Mientras miraba los ojos inocentes e intrépidos de la niña, no pudo evitar sentir un toque de simpatía, al darse cuenta de que la niña no tenía idea de lo que le esperaba.
La miró con una mezcla de simpatía y advertencia —Tranquila, no te apresures.
Aunque a la Abuela Qin no le importaba que su nieta aprendiera un poco, no estaría de acuerdo si eso significaba agotar a Zhouzhou. Qin Bei asintió en acuerdo.
Miró a Zhouzhou, que todavía sonreía tontamente, y no pudo evitar sentir lástima por ella.
—Zhouzhou, estás siendo ingenua. ¿Crees que estudiar es algo bueno? Si no lo haces bien, te castigarán, y duele.
Con un sentimiento de temor, tocó suavemente sus propios glúteos, su rostro lleno de miedo.
Este año estaba por entrar a la clase senior, y la idea de comenzar primer grado en unos meses lo aterrorizaba.
¡Tantos libros, y aún no había terminado ni uno!
Zhouzhou parpadeó, sintiéndose vacilante y confundida —¿Es difícil estudiar?
—No realmente —Qin Er sacudió la cabeza—. Mientras pienses en las becas, vale la pena sin importar lo difícil que sea.
Él mismo había pasado por ello. Zhouzhou creyó sus palabras, después de todo, eran amigos cercanos.
Inmediatamente, asintió vigorosamente con la cabeza —¡Entonces estudiaré mucho! ¡Ganaré mucho dinero!
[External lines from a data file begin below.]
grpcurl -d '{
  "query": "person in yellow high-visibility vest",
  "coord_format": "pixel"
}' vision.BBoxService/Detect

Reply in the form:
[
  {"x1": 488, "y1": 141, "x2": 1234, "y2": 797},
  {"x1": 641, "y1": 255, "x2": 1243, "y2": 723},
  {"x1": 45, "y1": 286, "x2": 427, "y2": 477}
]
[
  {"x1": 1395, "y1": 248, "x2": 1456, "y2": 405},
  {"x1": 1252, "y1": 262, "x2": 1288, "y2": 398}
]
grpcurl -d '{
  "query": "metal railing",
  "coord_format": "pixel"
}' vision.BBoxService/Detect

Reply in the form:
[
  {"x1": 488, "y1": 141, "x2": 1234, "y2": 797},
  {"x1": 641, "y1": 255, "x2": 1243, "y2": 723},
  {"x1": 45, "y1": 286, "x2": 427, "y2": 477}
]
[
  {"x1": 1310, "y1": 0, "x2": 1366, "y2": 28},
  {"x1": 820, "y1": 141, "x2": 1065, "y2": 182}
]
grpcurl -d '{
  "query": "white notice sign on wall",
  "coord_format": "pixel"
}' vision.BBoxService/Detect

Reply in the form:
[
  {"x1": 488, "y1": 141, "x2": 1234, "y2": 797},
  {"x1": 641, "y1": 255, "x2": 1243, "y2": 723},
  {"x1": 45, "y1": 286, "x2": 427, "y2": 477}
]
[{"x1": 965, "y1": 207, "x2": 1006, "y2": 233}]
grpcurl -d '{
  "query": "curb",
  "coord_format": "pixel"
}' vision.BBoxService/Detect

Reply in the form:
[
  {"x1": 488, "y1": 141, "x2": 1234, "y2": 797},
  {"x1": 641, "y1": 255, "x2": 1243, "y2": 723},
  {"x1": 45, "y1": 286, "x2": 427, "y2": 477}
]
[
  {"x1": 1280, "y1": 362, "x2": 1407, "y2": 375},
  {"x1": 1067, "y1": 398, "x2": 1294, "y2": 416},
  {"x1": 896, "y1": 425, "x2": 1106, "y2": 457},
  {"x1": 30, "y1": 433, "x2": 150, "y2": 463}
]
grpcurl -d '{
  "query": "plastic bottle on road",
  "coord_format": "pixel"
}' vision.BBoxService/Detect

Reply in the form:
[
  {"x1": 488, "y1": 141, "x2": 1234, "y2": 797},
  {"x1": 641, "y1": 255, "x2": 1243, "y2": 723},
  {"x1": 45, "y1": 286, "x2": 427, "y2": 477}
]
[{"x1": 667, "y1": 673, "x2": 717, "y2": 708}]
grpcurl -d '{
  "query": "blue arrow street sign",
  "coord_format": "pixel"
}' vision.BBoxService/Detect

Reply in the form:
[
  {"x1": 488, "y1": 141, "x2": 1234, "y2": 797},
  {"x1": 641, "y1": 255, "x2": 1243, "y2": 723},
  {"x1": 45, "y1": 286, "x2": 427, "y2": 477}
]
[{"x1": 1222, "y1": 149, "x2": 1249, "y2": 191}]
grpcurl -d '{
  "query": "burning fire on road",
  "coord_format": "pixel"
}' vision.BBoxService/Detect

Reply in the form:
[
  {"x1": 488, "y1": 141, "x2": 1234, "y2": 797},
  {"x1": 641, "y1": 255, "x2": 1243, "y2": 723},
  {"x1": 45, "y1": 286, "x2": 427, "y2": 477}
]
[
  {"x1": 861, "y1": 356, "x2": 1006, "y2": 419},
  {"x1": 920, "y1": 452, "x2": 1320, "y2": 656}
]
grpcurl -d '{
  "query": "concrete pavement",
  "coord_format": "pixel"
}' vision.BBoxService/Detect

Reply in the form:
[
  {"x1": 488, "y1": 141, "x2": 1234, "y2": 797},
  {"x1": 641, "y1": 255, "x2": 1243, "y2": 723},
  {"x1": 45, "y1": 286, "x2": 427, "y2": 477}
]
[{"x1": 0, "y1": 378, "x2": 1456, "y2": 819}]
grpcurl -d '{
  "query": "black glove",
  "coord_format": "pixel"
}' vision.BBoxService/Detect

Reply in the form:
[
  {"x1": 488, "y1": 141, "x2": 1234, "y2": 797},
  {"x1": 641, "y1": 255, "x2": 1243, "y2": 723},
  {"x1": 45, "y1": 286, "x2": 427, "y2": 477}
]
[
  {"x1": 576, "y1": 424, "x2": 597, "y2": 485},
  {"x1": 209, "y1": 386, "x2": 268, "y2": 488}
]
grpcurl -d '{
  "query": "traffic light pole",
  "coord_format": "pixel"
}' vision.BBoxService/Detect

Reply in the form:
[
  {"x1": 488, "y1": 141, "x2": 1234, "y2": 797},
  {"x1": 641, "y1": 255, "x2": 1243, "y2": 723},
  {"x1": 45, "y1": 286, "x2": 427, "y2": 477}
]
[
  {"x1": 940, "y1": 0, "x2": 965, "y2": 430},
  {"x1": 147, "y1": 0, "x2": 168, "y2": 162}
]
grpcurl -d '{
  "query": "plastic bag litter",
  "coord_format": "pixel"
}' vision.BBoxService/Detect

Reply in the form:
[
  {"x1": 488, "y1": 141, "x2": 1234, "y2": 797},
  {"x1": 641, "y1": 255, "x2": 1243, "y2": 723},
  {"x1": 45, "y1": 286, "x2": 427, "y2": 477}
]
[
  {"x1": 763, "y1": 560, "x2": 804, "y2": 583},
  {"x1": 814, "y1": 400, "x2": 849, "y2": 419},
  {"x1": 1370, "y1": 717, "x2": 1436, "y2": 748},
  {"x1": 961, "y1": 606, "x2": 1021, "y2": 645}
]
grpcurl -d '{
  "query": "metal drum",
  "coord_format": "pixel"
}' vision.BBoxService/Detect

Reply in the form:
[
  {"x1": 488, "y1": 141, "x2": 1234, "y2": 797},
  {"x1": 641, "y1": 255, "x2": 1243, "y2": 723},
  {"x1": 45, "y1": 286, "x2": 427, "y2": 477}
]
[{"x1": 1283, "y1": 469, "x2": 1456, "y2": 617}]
—Bien por ti —Qin Bei la miró con satisfacción—. Cuando vayas a la escuela primaria, te enseñaré cómo aprovechar los recursos de la escuela.
—¿Aprovechar? —Zhouzhou estaba aún más curiosa.
Qin Er asintió —Sí, participar en varias competencias, hay premios en efectivo, de todos modos, hay muchas oportunidades para ganar dinero, te enseñaré cuando llegue el momento.
—¡Genial! —Los ojos de Zhouzhou se iluminaron aún más, y por un momento, sintió un respeto genuino por la escuela primaria.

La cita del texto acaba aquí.